Another passenger, who recently returned to the UK from Limoges, France, told the Guardian she had been sent a link to the online passenger locator form by her airline, but no checks appeared to be taking place at Stansted.
The woman, in her 30s, who asked not to be named, said the only apparent notice about quarantine was a sign stating that France was now on the UK’s quarantine list, displayed at the gate as she boarded her flight back to the UK.
“It looked like a boring letter so I doubt people read it,” she said. What’s more, she added, the plane for the return flight did not appear to have been cleaned, with sweets littering the floor.
Travellers returning from countries on the UK’s quarantine list, which include France, Spain, Switzerland and the Czech Republic, must self-isolate for 14 days. Failure to do so could risk a fine of up to £1,000.
Andrew Brittle, 56, a project manager for a charity, has just completed his fortnight of quarantine after returning from Barcelona, Spain, but said nobody contacted him to ensure he was self-isolating.
“As we were going through passport control at Stansted, someone was chatting to the border officers asking: ‘What do I do with my form?’ and they said: ‘We don’t really know.’ No one seemed to have any idea of what to do.”
Brittle, from south London, said he passed through the airport in less than a minute as it was deserted, without facing any questions or being asked to submit the form.

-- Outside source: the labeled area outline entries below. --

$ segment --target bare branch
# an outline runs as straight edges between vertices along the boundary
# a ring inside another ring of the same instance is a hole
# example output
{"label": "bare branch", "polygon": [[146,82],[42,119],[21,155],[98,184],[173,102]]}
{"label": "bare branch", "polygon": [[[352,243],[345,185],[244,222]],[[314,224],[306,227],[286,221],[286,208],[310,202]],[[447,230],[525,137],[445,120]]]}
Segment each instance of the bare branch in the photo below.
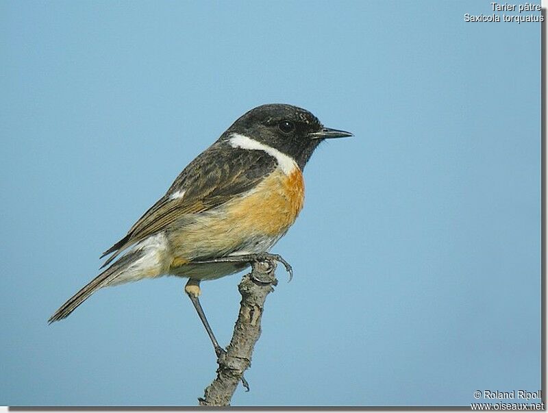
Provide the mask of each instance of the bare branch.
{"label": "bare branch", "polygon": [[264,259],[255,262],[250,273],[244,275],[238,286],[242,301],[234,333],[226,353],[217,360],[217,377],[210,384],[203,398],[198,399],[200,405],[229,405],[230,399],[251,364],[255,343],[261,334],[261,318],[266,296],[277,284],[274,271],[276,262]]}

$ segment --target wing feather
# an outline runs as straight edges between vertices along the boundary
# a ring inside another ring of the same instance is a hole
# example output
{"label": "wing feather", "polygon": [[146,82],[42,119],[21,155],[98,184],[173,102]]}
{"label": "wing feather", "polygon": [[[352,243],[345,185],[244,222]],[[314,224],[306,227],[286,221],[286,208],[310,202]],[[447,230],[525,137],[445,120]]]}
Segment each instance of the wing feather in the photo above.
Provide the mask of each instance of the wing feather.
{"label": "wing feather", "polygon": [[[101,258],[123,250],[147,236],[170,229],[181,218],[216,208],[254,188],[276,168],[276,160],[262,151],[241,149],[219,140],[192,161],[166,195],[129,229],[127,234]],[[184,194],[174,197],[176,192]]]}

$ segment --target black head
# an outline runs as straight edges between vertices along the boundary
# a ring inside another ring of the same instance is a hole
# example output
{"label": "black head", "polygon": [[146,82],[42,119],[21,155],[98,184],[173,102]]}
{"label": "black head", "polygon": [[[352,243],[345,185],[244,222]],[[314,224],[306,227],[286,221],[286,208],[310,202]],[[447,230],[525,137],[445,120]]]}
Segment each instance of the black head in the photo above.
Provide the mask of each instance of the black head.
{"label": "black head", "polygon": [[308,110],[291,105],[258,106],[240,117],[227,130],[245,135],[292,158],[301,169],[324,139],[352,134],[324,127]]}

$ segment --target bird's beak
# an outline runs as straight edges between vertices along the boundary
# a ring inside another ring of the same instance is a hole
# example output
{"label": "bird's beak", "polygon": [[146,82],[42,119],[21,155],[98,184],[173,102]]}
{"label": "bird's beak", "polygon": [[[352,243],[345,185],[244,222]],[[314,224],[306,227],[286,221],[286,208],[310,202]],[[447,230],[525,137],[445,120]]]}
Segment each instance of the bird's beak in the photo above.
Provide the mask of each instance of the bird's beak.
{"label": "bird's beak", "polygon": [[346,138],[347,136],[353,136],[353,134],[350,132],[329,129],[329,127],[323,127],[319,132],[308,134],[308,137],[310,139],[330,139],[332,138]]}

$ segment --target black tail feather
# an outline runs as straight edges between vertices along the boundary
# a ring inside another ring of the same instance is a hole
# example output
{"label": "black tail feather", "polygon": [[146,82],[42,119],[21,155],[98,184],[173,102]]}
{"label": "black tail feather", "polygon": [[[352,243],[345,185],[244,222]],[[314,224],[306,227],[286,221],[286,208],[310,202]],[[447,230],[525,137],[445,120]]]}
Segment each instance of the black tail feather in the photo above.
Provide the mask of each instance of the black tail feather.
{"label": "black tail feather", "polygon": [[142,255],[141,251],[134,251],[121,257],[118,261],[91,280],[89,284],[78,291],[51,316],[47,321],[51,324],[68,317],[78,305],[88,299],[90,296],[99,288],[105,286],[113,281],[118,275],[123,273],[128,264],[138,260]]}

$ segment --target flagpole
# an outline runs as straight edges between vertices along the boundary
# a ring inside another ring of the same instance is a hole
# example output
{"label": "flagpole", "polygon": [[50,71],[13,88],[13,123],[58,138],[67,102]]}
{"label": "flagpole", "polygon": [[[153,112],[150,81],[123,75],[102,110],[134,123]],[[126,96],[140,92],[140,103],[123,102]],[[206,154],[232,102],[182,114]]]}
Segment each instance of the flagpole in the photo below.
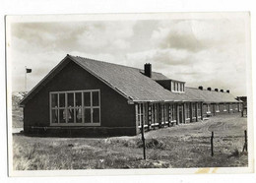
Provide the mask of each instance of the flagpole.
{"label": "flagpole", "polygon": [[25,92],[27,92],[27,66],[25,66]]}

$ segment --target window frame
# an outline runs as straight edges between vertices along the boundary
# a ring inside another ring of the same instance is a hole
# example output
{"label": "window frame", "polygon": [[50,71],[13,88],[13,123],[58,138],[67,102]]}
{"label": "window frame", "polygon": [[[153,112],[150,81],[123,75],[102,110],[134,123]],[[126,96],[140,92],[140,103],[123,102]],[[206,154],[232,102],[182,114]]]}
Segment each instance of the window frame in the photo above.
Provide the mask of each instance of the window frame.
{"label": "window frame", "polygon": [[219,103],[216,104],[216,112],[220,112],[220,105],[219,105]]}
{"label": "window frame", "polygon": [[[98,92],[98,105],[94,106],[93,105],[93,92]],[[76,109],[79,109],[80,107],[76,106],[76,93],[81,92],[81,110],[82,110],[82,122],[76,122]],[[84,104],[84,92],[90,92],[90,100],[91,100],[91,105],[90,106],[85,106]],[[60,107],[59,106],[59,94],[60,93],[65,93],[65,106]],[[68,106],[68,93],[73,93],[74,97],[74,105],[69,107]],[[52,94],[57,94],[57,107],[52,107]],[[69,108],[74,109],[74,122],[68,122],[68,110]],[[91,109],[91,123],[86,123],[85,122],[85,109],[90,108]],[[98,122],[94,122],[94,117],[93,117],[93,111],[95,108],[98,108]],[[58,121],[57,123],[52,123],[52,110],[57,109],[58,111]],[[59,119],[59,111],[60,109],[64,109],[65,111],[65,123],[60,123]],[[101,125],[101,104],[100,104],[100,90],[83,90],[83,91],[60,91],[60,92],[49,92],[49,117],[50,117],[50,126],[100,126]]]}

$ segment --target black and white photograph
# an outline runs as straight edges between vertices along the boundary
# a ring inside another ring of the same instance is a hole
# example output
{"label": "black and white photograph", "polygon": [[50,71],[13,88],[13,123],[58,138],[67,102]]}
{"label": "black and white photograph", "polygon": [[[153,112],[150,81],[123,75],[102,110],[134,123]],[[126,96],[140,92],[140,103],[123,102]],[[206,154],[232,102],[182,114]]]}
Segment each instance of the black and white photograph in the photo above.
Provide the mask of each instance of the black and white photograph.
{"label": "black and white photograph", "polygon": [[253,171],[249,13],[7,16],[6,50],[12,176]]}

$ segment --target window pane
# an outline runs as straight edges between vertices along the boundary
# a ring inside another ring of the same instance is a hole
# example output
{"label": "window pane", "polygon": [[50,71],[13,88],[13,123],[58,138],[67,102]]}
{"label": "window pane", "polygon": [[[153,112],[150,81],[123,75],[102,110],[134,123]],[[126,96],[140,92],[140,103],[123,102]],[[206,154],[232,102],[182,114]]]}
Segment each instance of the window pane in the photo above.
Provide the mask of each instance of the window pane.
{"label": "window pane", "polygon": [[82,123],[82,107],[76,108],[76,122]]}
{"label": "window pane", "polygon": [[51,122],[58,123],[58,109],[51,110]]}
{"label": "window pane", "polygon": [[91,123],[91,108],[85,109],[85,123]]}
{"label": "window pane", "polygon": [[74,93],[68,93],[68,106],[74,106]]}
{"label": "window pane", "polygon": [[68,109],[68,122],[69,123],[74,123],[74,108],[69,108]]}
{"label": "window pane", "polygon": [[84,105],[91,106],[91,92],[84,92]]}
{"label": "window pane", "polygon": [[98,92],[93,92],[93,106],[98,105]]}
{"label": "window pane", "polygon": [[99,123],[99,108],[94,108],[93,111],[93,123]]}
{"label": "window pane", "polygon": [[59,122],[66,123],[66,112],[65,109],[59,109]]}
{"label": "window pane", "polygon": [[58,94],[57,93],[51,94],[51,106],[58,107]]}
{"label": "window pane", "polygon": [[82,92],[76,92],[76,106],[82,106]]}
{"label": "window pane", "polygon": [[65,93],[59,93],[59,106],[65,107]]}

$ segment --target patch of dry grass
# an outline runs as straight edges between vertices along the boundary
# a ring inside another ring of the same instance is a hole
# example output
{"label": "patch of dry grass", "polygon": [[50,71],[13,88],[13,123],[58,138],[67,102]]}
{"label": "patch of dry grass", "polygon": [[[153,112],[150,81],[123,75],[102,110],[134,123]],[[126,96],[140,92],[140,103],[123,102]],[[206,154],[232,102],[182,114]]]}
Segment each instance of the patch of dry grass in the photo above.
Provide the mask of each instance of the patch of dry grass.
{"label": "patch of dry grass", "polygon": [[[236,117],[238,122],[233,123],[234,118],[225,117],[221,123],[219,117],[149,132],[147,160],[142,159],[140,135],[108,139],[13,135],[13,166],[17,170],[247,166],[248,155],[241,152],[244,144],[241,129],[246,121]],[[209,129],[216,134],[214,156]]]}

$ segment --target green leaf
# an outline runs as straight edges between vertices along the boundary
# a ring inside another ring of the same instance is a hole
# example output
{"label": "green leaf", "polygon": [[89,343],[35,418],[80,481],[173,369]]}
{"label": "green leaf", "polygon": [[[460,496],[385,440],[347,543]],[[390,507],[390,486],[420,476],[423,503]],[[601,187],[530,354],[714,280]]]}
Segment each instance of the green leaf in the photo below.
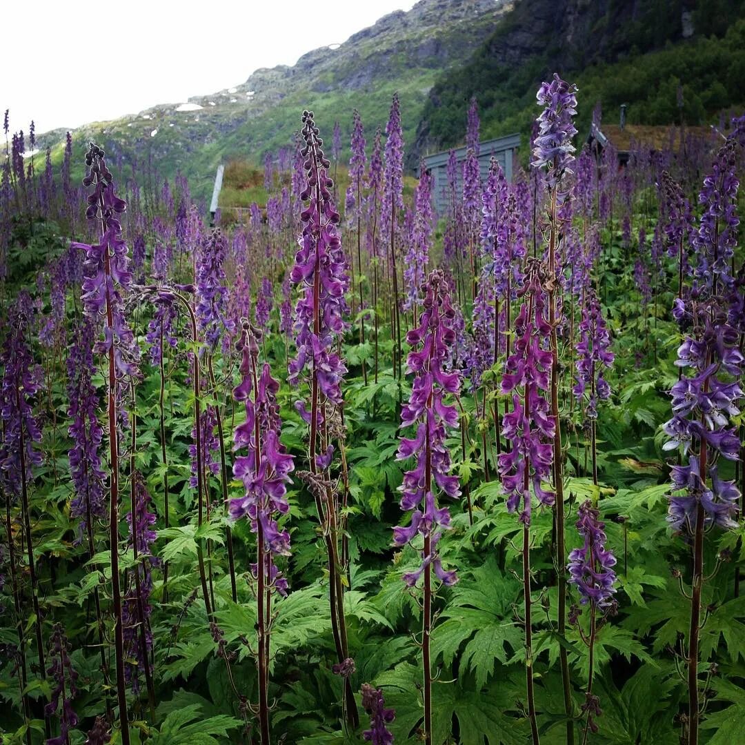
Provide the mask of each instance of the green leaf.
{"label": "green leaf", "polygon": [[494,672],[495,662],[506,663],[508,650],[522,645],[522,633],[509,609],[519,589],[517,582],[501,574],[492,557],[474,571],[472,580],[461,580],[442,612],[446,621],[432,633],[433,659],[442,656],[449,665],[468,640],[461,665],[475,672],[476,687],[483,688]]}
{"label": "green leaf", "polygon": [[219,745],[218,737],[226,738],[241,724],[240,720],[224,714],[201,718],[201,706],[188,704],[168,714],[151,741],[154,745]]}

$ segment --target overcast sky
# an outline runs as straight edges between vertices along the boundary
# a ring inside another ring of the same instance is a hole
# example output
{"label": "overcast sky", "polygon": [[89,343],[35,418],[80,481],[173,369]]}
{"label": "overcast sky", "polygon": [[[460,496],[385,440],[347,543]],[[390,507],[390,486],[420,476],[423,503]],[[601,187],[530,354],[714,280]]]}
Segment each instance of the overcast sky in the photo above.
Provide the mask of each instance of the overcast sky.
{"label": "overcast sky", "polygon": [[10,110],[11,130],[28,132],[33,118],[42,133],[183,102],[243,83],[257,68],[294,64],[305,52],[340,43],[386,13],[413,4],[16,3],[3,16],[0,111]]}

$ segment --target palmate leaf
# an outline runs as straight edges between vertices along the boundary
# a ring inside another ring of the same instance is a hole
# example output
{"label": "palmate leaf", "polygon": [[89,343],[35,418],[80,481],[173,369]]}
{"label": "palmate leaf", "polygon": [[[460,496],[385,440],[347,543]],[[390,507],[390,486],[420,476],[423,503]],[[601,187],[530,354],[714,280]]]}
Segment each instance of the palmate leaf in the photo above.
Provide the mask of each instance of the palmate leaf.
{"label": "palmate leaf", "polygon": [[367,599],[364,592],[347,590],[344,593],[344,615],[347,618],[352,616],[362,621],[385,626],[391,631],[393,630],[390,621],[378,610],[374,603]]}
{"label": "palmate leaf", "polygon": [[720,711],[707,714],[701,723],[703,730],[714,730],[708,745],[735,745],[743,737],[743,711],[745,711],[745,688],[735,685],[725,677],[715,678],[711,687],[717,700],[731,701],[732,706]]}
{"label": "palmate leaf", "polygon": [[[711,602],[711,587],[706,585],[702,605]],[[700,633],[700,658],[706,661],[723,641],[730,658],[745,659],[745,597],[736,597],[711,609]],[[644,635],[654,629],[653,650],[659,652],[674,645],[679,633],[688,635],[691,621],[691,601],[676,590],[670,591],[648,603],[643,611],[633,611],[624,626]],[[662,624],[662,625],[659,625]]]}
{"label": "palmate leaf", "polygon": [[[398,665],[375,679],[382,688],[387,706],[396,709],[388,726],[396,742],[407,742],[420,726],[423,717],[420,686],[422,670],[409,662]],[[486,693],[466,691],[457,682],[435,682],[432,686],[432,744],[452,741],[454,717],[460,745],[523,745],[528,735],[523,720],[508,716],[514,702],[504,687]],[[415,735],[416,737],[416,735]]]}
{"label": "palmate leaf", "polygon": [[164,682],[179,676],[184,680],[188,679],[194,668],[212,655],[215,650],[215,641],[207,632],[193,635],[188,641],[177,642],[171,650],[171,656],[176,659],[165,664]]}
{"label": "palmate leaf", "polygon": [[273,656],[294,650],[331,630],[326,590],[311,585],[294,590],[275,603],[276,618],[272,626]]}
{"label": "palmate leaf", "polygon": [[476,687],[481,688],[494,672],[495,661],[506,663],[508,650],[522,645],[522,634],[510,609],[519,590],[518,583],[503,575],[491,557],[474,571],[472,580],[461,580],[442,612],[446,620],[433,632],[433,659],[442,656],[446,665],[451,665],[467,641],[461,665],[475,673]]}
{"label": "palmate leaf", "polygon": [[[573,635],[569,636],[573,638]],[[577,638],[574,647],[580,650],[579,659],[575,657],[574,662],[579,665],[582,679],[586,680],[589,672],[589,650],[579,641],[578,634],[575,633],[574,636]],[[607,624],[597,631],[595,638],[595,670],[602,669],[614,653],[623,655],[627,662],[635,657],[647,665],[657,665],[633,634],[620,627]]]}
{"label": "palmate leaf", "polygon": [[676,698],[670,698],[676,685],[674,670],[669,667],[642,665],[620,691],[609,677],[598,677],[595,690],[603,708],[596,720],[598,737],[614,745],[677,745],[679,733],[668,711],[677,706]]}
{"label": "palmate leaf", "polygon": [[159,732],[153,732],[150,741],[153,745],[219,745],[218,738],[226,738],[230,730],[242,723],[224,714],[201,718],[201,706],[188,704],[171,711]]}
{"label": "palmate leaf", "polygon": [[629,567],[626,574],[619,574],[618,583],[634,605],[646,607],[647,603],[641,595],[644,586],[665,589],[668,580],[664,577],[647,574],[647,570],[642,566],[632,566]]}

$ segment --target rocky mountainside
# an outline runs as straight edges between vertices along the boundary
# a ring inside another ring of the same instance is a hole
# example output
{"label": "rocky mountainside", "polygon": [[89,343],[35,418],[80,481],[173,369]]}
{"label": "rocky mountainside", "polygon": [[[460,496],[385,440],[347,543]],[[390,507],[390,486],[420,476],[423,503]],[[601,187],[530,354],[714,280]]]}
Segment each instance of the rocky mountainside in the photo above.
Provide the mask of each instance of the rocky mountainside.
{"label": "rocky mountainside", "polygon": [[[235,157],[259,162],[267,149],[289,145],[303,108],[315,111],[327,136],[338,120],[346,143],[352,108],[360,109],[372,138],[376,127],[384,127],[398,91],[410,142],[438,76],[467,62],[512,6],[508,0],[420,0],[338,46],[304,54],[292,66],[261,69],[235,88],[86,125],[73,139],[102,142],[125,166],[146,160],[164,176],[180,171],[202,197],[219,162]],[[54,145],[59,157],[59,132],[40,140],[42,147]]]}
{"label": "rocky mountainside", "polygon": [[493,33],[432,87],[410,153],[463,137],[472,95],[485,136],[526,132],[535,92],[558,72],[580,85],[580,124],[595,104],[616,121],[702,124],[745,103],[743,0],[519,0]]}

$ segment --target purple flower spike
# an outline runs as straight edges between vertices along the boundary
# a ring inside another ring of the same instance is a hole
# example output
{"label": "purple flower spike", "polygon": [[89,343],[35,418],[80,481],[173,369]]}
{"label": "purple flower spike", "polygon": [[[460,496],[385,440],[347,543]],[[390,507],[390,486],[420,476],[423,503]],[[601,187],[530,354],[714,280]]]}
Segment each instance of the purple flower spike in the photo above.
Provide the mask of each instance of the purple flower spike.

While the UK Border Force has said only 10% of passengers checked had not completed their forms, the latest revelations add to growing concern over a lack of checks and information among arrivals.
Teresa Luckhurst, 64, a school secretary from East Sussex, said the vigilance of the Egyptian authorities at Sharm-el-Sheikh airport stood in stark contrast to her experience at Heathrow.
“When we registered online there was a QR code and we naturally thought people would scan it when we arrived but it was business as usual,” she said. “We have a friend who is returning to the UK from Egypt shortly and has told us he will just ignore the quarantine rules and return to work. He will be putting everyone in his office at risk. Why is this being allowed?”
Dr Michael Head, a senior research fellow in global health at the University of Southampton, said a key concern as winter approached was infection being brought in.
“The tests are not yet sensitive enough to correctly diagnose infections in the early stage, which limits the value of airport testing. Therefore, interventions such as quarantines, infection control on the aeroplanes, and testing after return will be crucial,” he said. “This will help to reduce community cases of Covid-19, particularly onward transmission into vulnerable groups who are more likely to be hospitalised or have high mortality rates.”
But Prof John Edmunds, an epidemiologist at the London School of Hygiene and Tropical Medicine, said there were bigger concerns than a few cases being imported from abroad, adding that most people quarantined would not have Covid-19. “We have 30,000 active infections in the community in England alone. That is the real problem,” he said.
A government spokesperson said: “Airlines and other carriers are required to provide a reminder to travellers at the point of purchase, check-in and during travel about the need to complete the contact form and, where necessary, adhere to self-isolation measures.
“The latest guidance can be found on gov.uk and passengers should make sure they are familiar with it before travelling. Both Border Force and Public Health England carry out random spot-checks to ensure that people understand the requirements and are abiding by them.”